Cybersecurity researchers have uncovered a major security breach involving the tj-actions/changed-files GitHub Action, which is used in over 23,000 repositories. The attack, assigned CVE-2025-30066 (CVSS 8.6), exposed CI/CD secrets by modifying the action’s code and updating version tags to reference a malicious commit.

The compromised action printed sensitive secrets, including AWS access keys, GitHub Personal Access Tokens (PATs), npm tokens, and RSA keys in GitHub Actions build logs. If logs were publicly accessible, attackers could have retrieved these secrets. However, there is no evidence that any were exfiltrated.

The attack originated from an unverified source code commit, which injected a Python script hosted on a GitHub gist. The gist has since been removed. Researchers say the malicious payload was “carefully concealed” to evade detection.
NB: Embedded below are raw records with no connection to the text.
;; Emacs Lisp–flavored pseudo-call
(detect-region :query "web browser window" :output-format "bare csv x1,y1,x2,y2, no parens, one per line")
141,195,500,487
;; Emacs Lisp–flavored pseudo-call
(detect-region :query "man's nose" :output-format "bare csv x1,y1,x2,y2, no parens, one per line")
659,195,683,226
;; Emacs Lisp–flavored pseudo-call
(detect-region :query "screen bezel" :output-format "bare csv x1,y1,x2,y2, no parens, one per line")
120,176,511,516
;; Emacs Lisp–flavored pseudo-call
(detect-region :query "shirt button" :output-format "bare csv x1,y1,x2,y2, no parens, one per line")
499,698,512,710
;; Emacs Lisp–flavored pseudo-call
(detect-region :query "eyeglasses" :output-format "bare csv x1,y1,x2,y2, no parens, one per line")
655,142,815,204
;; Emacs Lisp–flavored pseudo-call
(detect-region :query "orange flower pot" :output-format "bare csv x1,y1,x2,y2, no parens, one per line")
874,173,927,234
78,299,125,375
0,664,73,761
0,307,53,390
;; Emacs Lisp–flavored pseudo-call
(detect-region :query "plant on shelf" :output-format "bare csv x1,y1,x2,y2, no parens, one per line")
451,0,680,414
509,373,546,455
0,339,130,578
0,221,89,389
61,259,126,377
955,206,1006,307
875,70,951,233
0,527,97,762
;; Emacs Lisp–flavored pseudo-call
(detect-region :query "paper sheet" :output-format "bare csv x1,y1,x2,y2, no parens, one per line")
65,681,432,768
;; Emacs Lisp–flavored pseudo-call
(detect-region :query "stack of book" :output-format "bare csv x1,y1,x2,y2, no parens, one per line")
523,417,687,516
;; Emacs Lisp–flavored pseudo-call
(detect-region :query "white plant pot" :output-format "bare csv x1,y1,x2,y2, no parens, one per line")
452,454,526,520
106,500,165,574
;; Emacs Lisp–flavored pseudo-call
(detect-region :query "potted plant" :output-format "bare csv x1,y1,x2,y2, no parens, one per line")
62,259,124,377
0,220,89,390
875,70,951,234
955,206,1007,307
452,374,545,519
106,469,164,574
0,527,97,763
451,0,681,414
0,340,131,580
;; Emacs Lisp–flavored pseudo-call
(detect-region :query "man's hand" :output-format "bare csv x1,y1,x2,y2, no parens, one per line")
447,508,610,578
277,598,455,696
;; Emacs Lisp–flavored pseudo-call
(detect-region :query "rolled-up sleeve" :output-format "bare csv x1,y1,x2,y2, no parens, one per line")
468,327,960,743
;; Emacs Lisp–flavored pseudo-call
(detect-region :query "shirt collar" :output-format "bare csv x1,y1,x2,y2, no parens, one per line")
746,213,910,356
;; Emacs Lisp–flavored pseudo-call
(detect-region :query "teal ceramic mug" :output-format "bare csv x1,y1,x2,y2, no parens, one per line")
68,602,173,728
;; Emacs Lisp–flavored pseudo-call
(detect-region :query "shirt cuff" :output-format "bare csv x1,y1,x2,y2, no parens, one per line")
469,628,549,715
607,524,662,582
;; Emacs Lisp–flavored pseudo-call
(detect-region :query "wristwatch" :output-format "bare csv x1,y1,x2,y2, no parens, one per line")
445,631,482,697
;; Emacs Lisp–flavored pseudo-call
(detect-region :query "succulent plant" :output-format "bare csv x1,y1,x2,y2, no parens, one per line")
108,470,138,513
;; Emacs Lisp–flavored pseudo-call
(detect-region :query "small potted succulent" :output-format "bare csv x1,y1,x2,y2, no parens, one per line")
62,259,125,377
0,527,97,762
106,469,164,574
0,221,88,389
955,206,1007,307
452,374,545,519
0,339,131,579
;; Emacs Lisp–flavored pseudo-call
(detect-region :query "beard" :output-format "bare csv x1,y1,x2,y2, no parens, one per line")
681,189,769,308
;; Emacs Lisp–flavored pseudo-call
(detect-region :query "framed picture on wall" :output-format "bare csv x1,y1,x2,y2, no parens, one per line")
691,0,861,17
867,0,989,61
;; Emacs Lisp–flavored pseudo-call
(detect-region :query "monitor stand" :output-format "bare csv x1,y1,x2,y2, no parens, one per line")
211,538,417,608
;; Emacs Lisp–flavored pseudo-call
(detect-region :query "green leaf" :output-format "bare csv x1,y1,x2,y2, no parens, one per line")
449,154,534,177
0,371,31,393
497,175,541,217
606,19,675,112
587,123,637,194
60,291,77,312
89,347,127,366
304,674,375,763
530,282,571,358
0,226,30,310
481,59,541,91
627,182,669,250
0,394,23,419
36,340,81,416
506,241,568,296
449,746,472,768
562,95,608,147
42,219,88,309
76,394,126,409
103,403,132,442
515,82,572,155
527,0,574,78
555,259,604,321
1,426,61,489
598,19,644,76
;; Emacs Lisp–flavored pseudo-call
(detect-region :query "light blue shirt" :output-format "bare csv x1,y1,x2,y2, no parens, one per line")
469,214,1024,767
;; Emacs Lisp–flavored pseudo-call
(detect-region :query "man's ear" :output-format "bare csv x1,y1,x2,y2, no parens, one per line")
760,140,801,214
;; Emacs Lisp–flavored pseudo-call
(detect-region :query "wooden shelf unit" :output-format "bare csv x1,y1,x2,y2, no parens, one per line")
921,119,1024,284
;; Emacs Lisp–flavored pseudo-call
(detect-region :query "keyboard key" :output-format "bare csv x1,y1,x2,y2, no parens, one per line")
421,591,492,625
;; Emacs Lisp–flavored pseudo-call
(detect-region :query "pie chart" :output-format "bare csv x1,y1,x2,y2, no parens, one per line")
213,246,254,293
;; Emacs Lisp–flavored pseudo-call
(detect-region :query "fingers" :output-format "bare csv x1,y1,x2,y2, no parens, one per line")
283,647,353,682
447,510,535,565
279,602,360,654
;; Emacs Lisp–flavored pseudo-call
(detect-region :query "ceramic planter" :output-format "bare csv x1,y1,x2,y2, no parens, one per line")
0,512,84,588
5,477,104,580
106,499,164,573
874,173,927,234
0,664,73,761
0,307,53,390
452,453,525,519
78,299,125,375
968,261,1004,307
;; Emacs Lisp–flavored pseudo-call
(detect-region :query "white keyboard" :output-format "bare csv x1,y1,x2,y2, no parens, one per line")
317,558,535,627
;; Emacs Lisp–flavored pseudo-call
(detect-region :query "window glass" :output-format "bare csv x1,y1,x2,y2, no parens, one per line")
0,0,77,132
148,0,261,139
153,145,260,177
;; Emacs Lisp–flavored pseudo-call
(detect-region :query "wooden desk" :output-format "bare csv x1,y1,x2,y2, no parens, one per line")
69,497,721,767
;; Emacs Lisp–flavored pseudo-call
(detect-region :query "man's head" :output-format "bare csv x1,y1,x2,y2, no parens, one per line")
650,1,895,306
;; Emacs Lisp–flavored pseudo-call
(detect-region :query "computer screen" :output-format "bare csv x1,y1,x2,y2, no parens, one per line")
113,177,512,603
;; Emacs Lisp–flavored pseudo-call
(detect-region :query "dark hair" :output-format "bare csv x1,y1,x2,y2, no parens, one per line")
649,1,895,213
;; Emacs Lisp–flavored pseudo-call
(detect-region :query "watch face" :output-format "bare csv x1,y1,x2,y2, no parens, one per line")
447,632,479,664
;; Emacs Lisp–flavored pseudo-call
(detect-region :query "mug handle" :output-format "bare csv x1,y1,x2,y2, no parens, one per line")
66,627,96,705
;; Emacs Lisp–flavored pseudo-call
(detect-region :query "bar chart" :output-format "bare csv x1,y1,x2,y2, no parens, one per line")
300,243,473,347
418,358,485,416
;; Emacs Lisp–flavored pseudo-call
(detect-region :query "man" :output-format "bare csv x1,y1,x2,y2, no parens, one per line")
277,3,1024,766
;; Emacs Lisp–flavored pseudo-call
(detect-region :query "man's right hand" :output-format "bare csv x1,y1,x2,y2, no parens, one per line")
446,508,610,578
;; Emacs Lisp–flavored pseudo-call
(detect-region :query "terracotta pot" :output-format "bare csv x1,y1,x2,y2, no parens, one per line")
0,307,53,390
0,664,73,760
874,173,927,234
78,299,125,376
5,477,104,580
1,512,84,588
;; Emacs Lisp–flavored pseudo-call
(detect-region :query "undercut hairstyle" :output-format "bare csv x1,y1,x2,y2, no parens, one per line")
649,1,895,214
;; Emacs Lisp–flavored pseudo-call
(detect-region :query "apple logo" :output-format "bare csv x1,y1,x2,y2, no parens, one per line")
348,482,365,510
The attackers compromised a GitHub PAT used by @tj-actions-bot, which had privileged access to the repository. Following the breach, maintainers revoked the token, upgraded authentication to a passkey, and limited permissions to prevent future attacks. GitHub has also revoked the compromised PAT:

“The Personal access token affected was stored as a GitHub action secret which has since been revoked. Going forward no PAT would be used for all projects in the tj-actions organization to prevent any risk of reoccurrence.”

Users are urged to update to version 46.0.1 immediately and review workflows executed between March 14 and 15 for unexpected output in the changed-files section.

This is not the first security issue affecting the project. A previous flaw (CVE-2023-49291, CVSS 9.8) was discovered in January 2024, highlighting ongoing risks in open-source software supply chains.